Now that the guns have fallen (largely) silent in Gaza, it is possible to begin judging what two years of war have done to the Middle East. As the smoke clears, it becomes clear that the battles of the past two years haven’t led to a fundamental strategic transformation of the region. The balance of power between existing power blocs has been somewhat altered, but no one has faced total defeat, with the notable exception of the Assad regime in Syria.
In the Middle East before the massacres of Oct. 7, 2023, it was possible to discern three broadly defined power blocs. The first, of which Israel was a part, consisted of states and movements committed to alliance with the West, and the maintenance of a U.S.-aligned counterradical security architecture as the key strategic arrangement in the region. The Abraham Accords of 2020 were an attempt to formalize this alliance.
The second bloc consisted of mainly non-Sunni movements and regimes organized by the Islamic Republic of Iran. This alliance included the Lebanese Hezbollah organization, the Houthis in Yemen, the Iraqi Shiite militias, the Assad regime in Syria, and Hamas and Islamic Jihad among the Palestinians. The goal of this alliance, as openly stated by its leaders in Tehran, was to replace the U.S. as the security guarantor of the region, while also seeking the destruction of Israel.

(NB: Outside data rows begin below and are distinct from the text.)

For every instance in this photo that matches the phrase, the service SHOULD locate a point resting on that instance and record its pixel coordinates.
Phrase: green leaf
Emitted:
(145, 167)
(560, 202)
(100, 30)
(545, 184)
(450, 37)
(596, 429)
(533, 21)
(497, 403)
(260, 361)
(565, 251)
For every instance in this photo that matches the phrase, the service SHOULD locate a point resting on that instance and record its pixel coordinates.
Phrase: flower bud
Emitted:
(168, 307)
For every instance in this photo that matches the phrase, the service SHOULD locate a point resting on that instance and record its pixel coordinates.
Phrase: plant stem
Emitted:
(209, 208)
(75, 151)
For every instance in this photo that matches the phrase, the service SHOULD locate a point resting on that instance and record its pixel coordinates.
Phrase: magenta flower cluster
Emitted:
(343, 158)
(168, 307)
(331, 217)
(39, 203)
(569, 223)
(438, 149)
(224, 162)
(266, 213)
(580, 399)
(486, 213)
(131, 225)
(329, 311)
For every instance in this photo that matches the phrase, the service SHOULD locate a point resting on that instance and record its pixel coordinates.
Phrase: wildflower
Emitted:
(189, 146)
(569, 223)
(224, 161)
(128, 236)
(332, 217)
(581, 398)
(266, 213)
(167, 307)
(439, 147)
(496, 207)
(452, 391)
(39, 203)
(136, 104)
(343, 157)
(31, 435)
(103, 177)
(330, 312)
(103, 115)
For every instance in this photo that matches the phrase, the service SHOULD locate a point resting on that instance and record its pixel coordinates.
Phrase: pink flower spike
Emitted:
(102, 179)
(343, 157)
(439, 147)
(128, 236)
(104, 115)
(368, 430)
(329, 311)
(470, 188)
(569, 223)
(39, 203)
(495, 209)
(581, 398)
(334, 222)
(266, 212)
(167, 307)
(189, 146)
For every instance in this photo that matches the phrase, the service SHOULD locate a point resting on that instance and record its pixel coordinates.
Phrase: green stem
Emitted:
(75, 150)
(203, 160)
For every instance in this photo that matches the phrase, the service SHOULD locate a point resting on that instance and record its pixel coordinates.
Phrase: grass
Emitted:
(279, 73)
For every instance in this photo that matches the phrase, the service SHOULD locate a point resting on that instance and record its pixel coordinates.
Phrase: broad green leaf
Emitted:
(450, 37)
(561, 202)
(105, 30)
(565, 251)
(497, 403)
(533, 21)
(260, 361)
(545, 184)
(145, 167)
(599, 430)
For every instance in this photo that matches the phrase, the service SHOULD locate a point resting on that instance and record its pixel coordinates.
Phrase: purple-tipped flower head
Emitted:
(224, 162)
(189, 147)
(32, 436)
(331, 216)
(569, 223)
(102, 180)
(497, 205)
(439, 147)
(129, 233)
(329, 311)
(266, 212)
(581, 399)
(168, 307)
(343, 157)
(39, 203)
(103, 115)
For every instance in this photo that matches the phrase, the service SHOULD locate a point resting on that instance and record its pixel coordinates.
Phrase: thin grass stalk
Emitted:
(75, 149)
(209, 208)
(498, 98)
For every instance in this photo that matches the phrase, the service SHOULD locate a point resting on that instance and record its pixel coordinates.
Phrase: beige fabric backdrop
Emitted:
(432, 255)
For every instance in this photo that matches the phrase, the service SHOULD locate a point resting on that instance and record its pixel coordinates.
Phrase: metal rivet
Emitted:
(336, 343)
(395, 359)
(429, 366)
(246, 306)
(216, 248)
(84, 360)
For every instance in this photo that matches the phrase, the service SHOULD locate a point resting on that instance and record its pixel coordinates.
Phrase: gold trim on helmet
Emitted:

The third bloc was the Sunni Islamist alliance, which has a complex and ambiguous relationship with American power. The main components of this bloc were Turkey and Qatar. Formally aligned with the West, these countries nevertheless also offered support to a variety of Sunni Islamist and jihadist forces across the region, which included Hamas (a Sunni organization somewhat uncomfortable with the largely Shiite Iran-led group), Hayat Tahrir al-Sham in Syria and the Egyptian Muslim Brotherhood.
Published originally on October 27, 2025.